The most amazing invitation you can imagine has been offered to each of us.
Transformative healing or wholeness – salvation. This is God’s promise. This is the religious end of Christianity. Its goal or promise is salvation.
What does “salvation” mean? It comes from the same root word as the Latin word salve meaning “to heal” or “to make whole.” Think about a salve you might put on your skin to heal it.
Is salvation heaven? If “heaven” is understood as a place far away, up in the clouds or in another universe elsewhere – then no, salvation is NOT heaven. In the gospels, Jesus’ resurrection breaks into this world. His disciples do not get whisked off to some other universe to encounter him.
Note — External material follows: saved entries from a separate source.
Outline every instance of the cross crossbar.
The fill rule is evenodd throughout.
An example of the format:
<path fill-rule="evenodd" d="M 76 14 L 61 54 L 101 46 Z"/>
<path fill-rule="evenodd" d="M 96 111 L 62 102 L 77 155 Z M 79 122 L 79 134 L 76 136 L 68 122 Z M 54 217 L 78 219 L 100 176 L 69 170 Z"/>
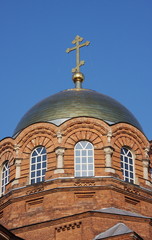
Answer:
<path fill-rule="evenodd" d="M 79 44 L 82 41 L 83 38 L 77 35 L 75 39 L 72 41 L 72 44 L 75 44 L 76 46 L 72 48 L 67 48 L 66 50 L 67 53 L 76 50 L 76 67 L 72 69 L 72 72 L 80 72 L 80 67 L 85 63 L 84 61 L 80 61 L 80 48 L 88 46 L 90 42 L 86 41 L 85 43 Z"/>

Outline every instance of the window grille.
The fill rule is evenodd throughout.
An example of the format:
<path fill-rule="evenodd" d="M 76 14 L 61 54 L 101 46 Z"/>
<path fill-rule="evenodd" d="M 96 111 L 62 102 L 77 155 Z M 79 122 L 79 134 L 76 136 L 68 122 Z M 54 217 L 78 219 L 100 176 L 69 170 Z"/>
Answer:
<path fill-rule="evenodd" d="M 94 176 L 94 147 L 88 141 L 80 141 L 74 148 L 75 177 Z"/>
<path fill-rule="evenodd" d="M 47 167 L 47 154 L 45 147 L 37 147 L 31 154 L 30 183 L 44 181 Z"/>
<path fill-rule="evenodd" d="M 9 162 L 6 161 L 2 167 L 2 194 L 5 193 L 5 187 L 9 183 Z"/>
<path fill-rule="evenodd" d="M 134 183 L 134 159 L 130 149 L 122 147 L 120 159 L 124 180 L 126 182 Z"/>

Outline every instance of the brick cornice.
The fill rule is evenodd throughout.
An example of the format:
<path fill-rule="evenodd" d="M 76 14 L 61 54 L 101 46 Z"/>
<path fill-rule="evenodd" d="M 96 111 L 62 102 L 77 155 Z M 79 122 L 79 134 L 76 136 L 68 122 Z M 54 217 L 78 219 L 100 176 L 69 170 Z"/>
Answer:
<path fill-rule="evenodd" d="M 58 185 L 54 187 L 53 183 Z M 51 186 L 51 188 L 50 188 Z M 54 179 L 45 183 L 13 189 L 8 194 L 1 197 L 0 209 L 4 209 L 13 202 L 29 200 L 55 192 L 76 192 L 76 191 L 102 191 L 112 190 L 129 196 L 134 199 L 152 203 L 152 191 L 143 189 L 139 186 L 123 182 L 116 178 L 91 178 L 91 179 Z"/>

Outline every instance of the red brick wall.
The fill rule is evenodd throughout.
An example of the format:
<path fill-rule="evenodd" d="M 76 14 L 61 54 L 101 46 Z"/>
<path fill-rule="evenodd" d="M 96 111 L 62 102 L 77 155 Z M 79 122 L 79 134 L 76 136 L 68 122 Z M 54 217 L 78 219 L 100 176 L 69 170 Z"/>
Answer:
<path fill-rule="evenodd" d="M 58 132 L 62 135 L 60 139 L 57 137 Z M 107 137 L 109 132 L 112 133 L 110 139 Z M 94 145 L 96 178 L 74 178 L 74 146 L 80 140 L 88 140 Z M 45 146 L 47 150 L 48 181 L 32 186 L 29 185 L 30 154 L 39 145 Z M 0 222 L 12 229 L 105 207 L 122 208 L 149 216 L 152 213 L 151 175 L 149 173 L 147 185 L 143 177 L 142 162 L 147 157 L 145 149 L 149 145 L 150 142 L 143 133 L 129 124 L 120 123 L 110 127 L 101 120 L 86 117 L 68 120 L 59 127 L 49 123 L 34 124 L 24 129 L 15 139 L 3 139 L 0 142 L 0 164 L 2 166 L 4 161 L 9 160 L 10 183 L 6 186 L 6 195 L 0 198 Z M 15 150 L 16 146 L 18 150 Z M 114 149 L 112 169 L 115 173 L 105 171 L 104 148 L 107 146 Z M 137 185 L 123 181 L 120 169 L 122 146 L 131 148 L 135 155 Z M 58 147 L 65 149 L 64 173 L 56 174 L 55 150 Z M 21 176 L 14 182 L 15 159 L 21 159 Z M 151 156 L 150 159 L 152 160 Z M 74 221 L 77 222 L 76 220 Z M 94 230 L 90 221 L 93 221 Z M 59 238 L 91 240 L 118 221 L 109 217 L 104 220 L 100 218 L 97 222 L 98 218 L 93 220 L 88 218 L 82 225 L 80 224 L 80 228 L 70 225 L 71 230 L 65 227 L 58 231 L 54 224 L 53 227 L 37 227 L 36 230 L 30 231 L 23 228 L 23 232 L 20 231 L 19 234 L 27 240 L 35 239 L 37 236 L 40 240 Z M 140 224 L 128 220 L 127 224 L 145 239 L 150 240 L 149 223 L 146 222 L 145 225 L 142 223 L 144 227 L 141 227 Z M 71 235 L 67 237 L 67 234 Z M 87 238 L 84 238 L 85 234 Z"/>

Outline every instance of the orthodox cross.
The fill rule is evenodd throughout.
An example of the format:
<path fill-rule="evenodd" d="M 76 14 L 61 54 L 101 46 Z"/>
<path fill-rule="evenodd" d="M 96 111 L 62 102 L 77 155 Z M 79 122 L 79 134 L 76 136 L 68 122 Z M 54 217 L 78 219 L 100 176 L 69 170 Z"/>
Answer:
<path fill-rule="evenodd" d="M 76 46 L 73 48 L 67 48 L 66 52 L 69 53 L 73 50 L 76 50 L 76 67 L 72 69 L 72 72 L 80 72 L 80 67 L 84 65 L 84 61 L 80 61 L 80 48 L 84 46 L 88 46 L 90 44 L 89 41 L 86 41 L 85 43 L 79 44 L 83 41 L 83 38 L 80 36 L 76 36 L 75 39 L 72 41 L 72 44 L 75 44 Z"/>

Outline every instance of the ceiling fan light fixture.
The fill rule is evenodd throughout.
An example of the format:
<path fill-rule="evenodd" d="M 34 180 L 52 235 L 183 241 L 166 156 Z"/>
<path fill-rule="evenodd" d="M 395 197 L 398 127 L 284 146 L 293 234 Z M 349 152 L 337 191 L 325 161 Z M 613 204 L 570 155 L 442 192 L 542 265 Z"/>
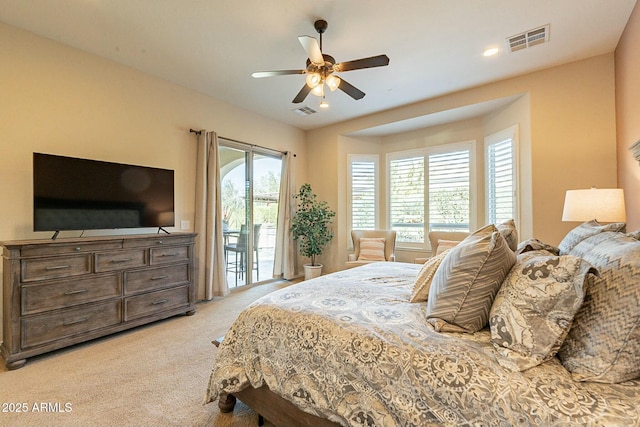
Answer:
<path fill-rule="evenodd" d="M 329 77 L 327 77 L 326 82 L 329 90 L 333 92 L 334 90 L 338 89 L 338 86 L 340 86 L 340 77 L 331 74 Z"/>
<path fill-rule="evenodd" d="M 311 89 L 311 93 L 314 94 L 315 96 L 324 96 L 324 84 L 320 82 L 319 85 Z"/>
<path fill-rule="evenodd" d="M 326 99 L 324 99 L 324 96 L 322 97 L 322 101 L 320 101 L 320 108 L 324 108 L 324 109 L 329 108 L 329 103 L 327 102 Z"/>
<path fill-rule="evenodd" d="M 311 89 L 318 87 L 320 83 L 322 83 L 322 77 L 319 73 L 308 73 L 306 77 L 307 86 Z"/>

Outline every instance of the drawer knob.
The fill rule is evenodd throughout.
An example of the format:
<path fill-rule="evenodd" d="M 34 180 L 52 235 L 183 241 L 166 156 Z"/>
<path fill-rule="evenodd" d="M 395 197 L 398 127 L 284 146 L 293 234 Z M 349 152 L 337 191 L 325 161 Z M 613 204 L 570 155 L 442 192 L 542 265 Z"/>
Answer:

It is this world that God promises to heal and make right.
Read C. S. Lewis’ The Great Divorce if you think heaven is another place where all our materialistic desires are met. The characters in this story begin their journey in “Grey Town” where they can have anything and everything they desire – and it is most assuredly NOT heaven.
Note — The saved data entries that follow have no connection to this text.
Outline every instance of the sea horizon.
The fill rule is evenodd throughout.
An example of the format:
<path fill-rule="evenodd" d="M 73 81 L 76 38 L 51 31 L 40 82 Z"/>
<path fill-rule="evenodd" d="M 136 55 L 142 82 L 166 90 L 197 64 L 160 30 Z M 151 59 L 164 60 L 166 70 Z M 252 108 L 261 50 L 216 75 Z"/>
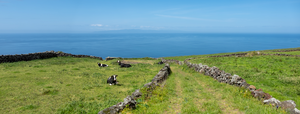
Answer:
<path fill-rule="evenodd" d="M 44 51 L 102 58 L 169 57 L 296 48 L 297 33 L 0 33 L 0 55 Z"/>

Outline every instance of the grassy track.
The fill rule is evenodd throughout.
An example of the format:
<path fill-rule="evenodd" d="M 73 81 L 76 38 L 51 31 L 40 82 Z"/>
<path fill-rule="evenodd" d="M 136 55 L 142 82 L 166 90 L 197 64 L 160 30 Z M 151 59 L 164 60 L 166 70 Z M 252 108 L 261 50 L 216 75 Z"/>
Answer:
<path fill-rule="evenodd" d="M 129 61 L 130 60 L 126 60 Z M 99 68 L 97 62 L 109 64 Z M 131 68 L 116 61 L 59 57 L 0 64 L 2 113 L 98 113 L 150 82 L 163 65 L 134 60 Z M 119 85 L 106 84 L 117 74 Z"/>
<path fill-rule="evenodd" d="M 150 99 L 138 99 L 140 102 L 137 109 L 125 110 L 122 113 L 285 113 L 281 109 L 276 110 L 262 104 L 245 89 L 219 83 L 186 66 L 174 65 L 171 65 L 172 75 L 163 89 L 157 88 Z"/>

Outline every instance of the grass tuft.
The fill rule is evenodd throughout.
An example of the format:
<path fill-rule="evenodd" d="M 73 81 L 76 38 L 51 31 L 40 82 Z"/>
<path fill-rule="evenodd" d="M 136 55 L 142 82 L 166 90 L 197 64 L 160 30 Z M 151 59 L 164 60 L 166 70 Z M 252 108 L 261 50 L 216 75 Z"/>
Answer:
<path fill-rule="evenodd" d="M 37 109 L 39 106 L 36 105 L 27 105 L 27 106 L 23 106 L 21 108 L 21 110 L 32 110 L 32 109 Z"/>

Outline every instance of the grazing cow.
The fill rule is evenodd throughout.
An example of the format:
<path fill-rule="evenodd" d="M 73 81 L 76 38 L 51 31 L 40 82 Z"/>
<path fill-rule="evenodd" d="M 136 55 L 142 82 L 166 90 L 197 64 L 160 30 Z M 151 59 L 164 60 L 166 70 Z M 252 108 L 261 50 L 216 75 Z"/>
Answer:
<path fill-rule="evenodd" d="M 160 62 L 158 62 L 157 64 L 164 64 L 164 62 L 160 61 Z"/>
<path fill-rule="evenodd" d="M 126 67 L 126 68 L 131 67 L 130 64 L 124 64 L 124 63 L 121 63 L 120 60 L 118 60 L 118 63 L 119 63 L 119 65 L 120 65 L 120 67 Z"/>
<path fill-rule="evenodd" d="M 98 66 L 99 66 L 99 67 L 108 67 L 107 64 L 101 64 L 101 63 L 98 63 Z"/>
<path fill-rule="evenodd" d="M 109 85 L 112 85 L 112 84 L 116 85 L 117 84 L 117 76 L 118 75 L 112 75 L 111 77 L 109 77 L 107 79 L 107 83 L 109 83 Z"/>

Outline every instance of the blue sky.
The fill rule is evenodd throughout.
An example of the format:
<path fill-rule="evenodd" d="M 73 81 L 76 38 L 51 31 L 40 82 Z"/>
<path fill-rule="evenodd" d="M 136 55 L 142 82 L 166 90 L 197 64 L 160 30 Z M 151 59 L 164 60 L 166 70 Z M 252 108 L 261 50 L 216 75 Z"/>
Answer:
<path fill-rule="evenodd" d="M 300 0 L 0 0 L 0 33 L 300 33 Z"/>

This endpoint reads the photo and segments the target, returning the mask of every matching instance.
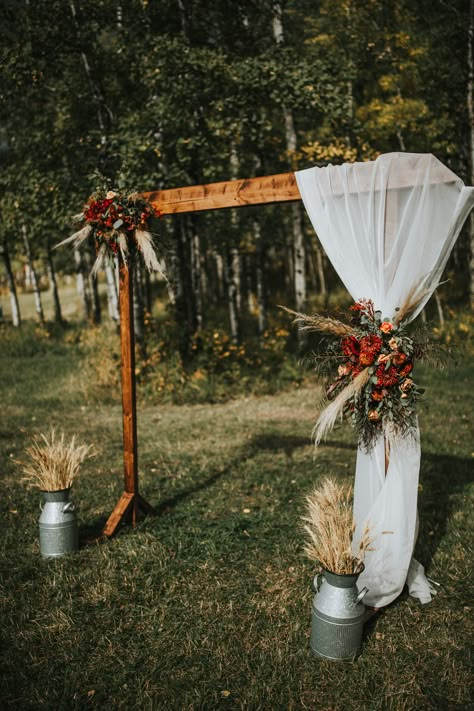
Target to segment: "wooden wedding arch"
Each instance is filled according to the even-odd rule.
[[[294,173],[158,190],[142,195],[163,215],[301,200]],[[133,291],[131,274],[123,261],[119,269],[119,301],[124,492],[104,526],[105,536],[112,536],[125,518],[131,518],[135,525],[139,511],[155,513],[138,491]]]
[[[366,166],[366,169],[364,167]],[[357,184],[349,180],[350,192],[373,189],[372,167],[370,163],[361,164]],[[430,182],[449,183],[456,179],[452,173],[446,174],[442,164],[436,165],[430,173]],[[397,190],[410,188],[417,184],[416,168],[403,173],[390,174],[386,188]],[[342,195],[344,185],[341,178],[332,176],[332,189]],[[202,210],[220,210],[223,208],[245,207],[247,205],[265,205],[277,202],[301,200],[294,173],[280,173],[260,178],[229,180],[222,183],[195,185],[170,190],[158,190],[142,193],[143,197],[159,208],[163,215],[177,215]],[[385,245],[395,237],[397,200],[392,199],[385,213]],[[119,502],[111,513],[103,533],[112,536],[117,526],[130,516],[134,524],[137,513],[154,513],[154,509],[138,492],[137,458],[137,412],[135,391],[135,342],[133,330],[133,294],[132,280],[125,264],[120,264],[120,336],[122,355],[122,410],[123,410],[123,456],[125,487]],[[385,471],[388,469],[389,452],[385,452]]]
The story of salvation in Judeo-Christian history recounted in the bible is a story of freedom, liberation and healing, as in the story of Exodus, the stories of the exile and return from Babylon and the stories of healing and wholeness Jesus brings.
Likewise the meaning of “resurrection” in the Old Testament refers to the understanding that God will “set things right” in the world. Resurrect meaning “to stand up” to “stand with” and “to stand for.” In resurrection we will be able to stand up, in right relationship with God, for each other and with the world.
Salvation and resurrection. Both speak of a process that begins now, in this lifetime and continues beyond our death. It requires our acceptance or consent. God/reality will not coerce us.
Salvation and resurrection. Healing and wholeness. Surrender to the process is all that is required.
Your invitation beckons. Will you accept?